What is most interesting is the question: What on earth was going on in the mind of Saddam Hussein? A man who builds himself one hundred palaces has a high investment in longevity. But here was this autocrat in Baghdad teasing into combat the United States, which is the most formidable military power in the world. What was going through his mind? He had had a keen experience of U.S. military power only twelve years before. What was the Republican Guard supposed to come up with that would repel the invader? Weapons of mass destruction?

That is what was feared by the United States. Perhaps not nuclear weapons — these were thought to be inoperative, ever since Israel struck Iraq’s nuclear facilities in 1981. The talk was of chemical weapons and biological weapons. But not only were such weapons not deployed, the inspection team headed by Mr. Duelfer reports that they were not extant. So what, one repeats, was Saddam Hussein counting on that would permit him an uninterrupted lifetime in his palaces?

We have learned through Duelfer that Saddam Hussein was a super-confident scofflaw, perhaps the richest in history. Iraq’s oil production had been between 3 and 3.5 million barrels per day. When the trading ban was activated, in 1990, oil sales were cut off. But quickly there was a hue and cry that the primary victims of the embargo were Iraqi civilians. Along came the Oil for Food program, which allowed the sale of 2.1 million barrels per day of Iraqi oil as a means of generating income to feed those civilians.

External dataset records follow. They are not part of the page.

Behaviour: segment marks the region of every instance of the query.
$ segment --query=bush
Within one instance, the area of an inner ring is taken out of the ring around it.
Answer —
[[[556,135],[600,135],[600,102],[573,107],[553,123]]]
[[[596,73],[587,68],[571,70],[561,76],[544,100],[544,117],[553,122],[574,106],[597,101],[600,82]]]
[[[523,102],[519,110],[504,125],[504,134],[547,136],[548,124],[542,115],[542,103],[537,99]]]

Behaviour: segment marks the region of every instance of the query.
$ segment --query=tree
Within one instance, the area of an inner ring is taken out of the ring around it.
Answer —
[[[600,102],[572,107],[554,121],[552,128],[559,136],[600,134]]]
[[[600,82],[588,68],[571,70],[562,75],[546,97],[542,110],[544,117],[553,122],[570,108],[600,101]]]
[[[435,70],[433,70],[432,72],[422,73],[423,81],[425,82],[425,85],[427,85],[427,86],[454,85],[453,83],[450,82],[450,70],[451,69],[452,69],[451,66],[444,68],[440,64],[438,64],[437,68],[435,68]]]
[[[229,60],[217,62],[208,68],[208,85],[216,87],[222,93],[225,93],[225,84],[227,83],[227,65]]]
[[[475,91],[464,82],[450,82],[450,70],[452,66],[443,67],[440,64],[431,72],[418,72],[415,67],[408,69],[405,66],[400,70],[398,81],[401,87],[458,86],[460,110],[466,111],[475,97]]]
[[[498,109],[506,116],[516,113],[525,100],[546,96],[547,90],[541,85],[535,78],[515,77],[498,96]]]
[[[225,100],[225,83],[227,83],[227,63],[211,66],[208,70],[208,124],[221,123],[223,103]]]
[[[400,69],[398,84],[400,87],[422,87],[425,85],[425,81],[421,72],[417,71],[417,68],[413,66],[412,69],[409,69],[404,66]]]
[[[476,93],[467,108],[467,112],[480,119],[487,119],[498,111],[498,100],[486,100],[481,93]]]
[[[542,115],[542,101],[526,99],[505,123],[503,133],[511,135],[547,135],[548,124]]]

We are talking about a great deal of money. Two-plus million barrels per day yields 766 million barrels per year. If the oil was fetching a measly $15 per barrel, we are talking about $11,490 billion. We know now that a great scandal was born. We don’t yet know how many profiteers were on the scene, but there is reason to guess that they were numerous, and that some of them were highly stationed and might at this moment be wearing red wigs and dark glasses to disguise themselves.

But Saddam surely knew who they were. His attitude toward the embargo was lordly in its arrogance. He reassured military leaders at a meeting in January, 2000, that he would have no trouble at all getting the matèriel he wanted: “We have said with certainty that the embargo will not be lifted by a Security Council resolution, but will corrode by itself.”

Was he ever right on that point. The Duelfer report is extremely informative in tracking down foreign agencies that violated the embargo and shipped sophisticated military equipment to Saddam. It quotes an Iraqi memo stating that the deputy general manager of the French company Sofema, a military component marketer, would be bringing to Baghdad a company catalog so that Iraqi officials could “discuss your needs with him.”

The principal suppliers were North Korea and Belarus. But here is a handy list of nations whose arms producers, scorning the United Nations, trafficked with Saddam Hussein: Jordan, China, India, South Korea, Bulgaria, Ukraine, Cyprus, Egypt, Lebanon, Georgia, Poland, Romania, Taiwan, Italy, and Turkey. Oh yes, and there were two U.S. citizens doing a little business with Baghdad. They were Shaker al-Khafaji and Samir Vincent.

So we have an odd coincidence. The coalition powers, led by the U.S., believe that Saddam has weapons sufficient to repel the U.S. and to threaten other nations. Saddam thinks the very same thing. The U.S. acts on its assumption (it invades), and Saddam acts on the same assumption (he does nothing to abort war).

And a lot of countries whose merchants violated the U.N. embargo are angry with the United States for proceeding to war against a country whose threat against others could only have been realized by successful defiance of the U.N. embargo.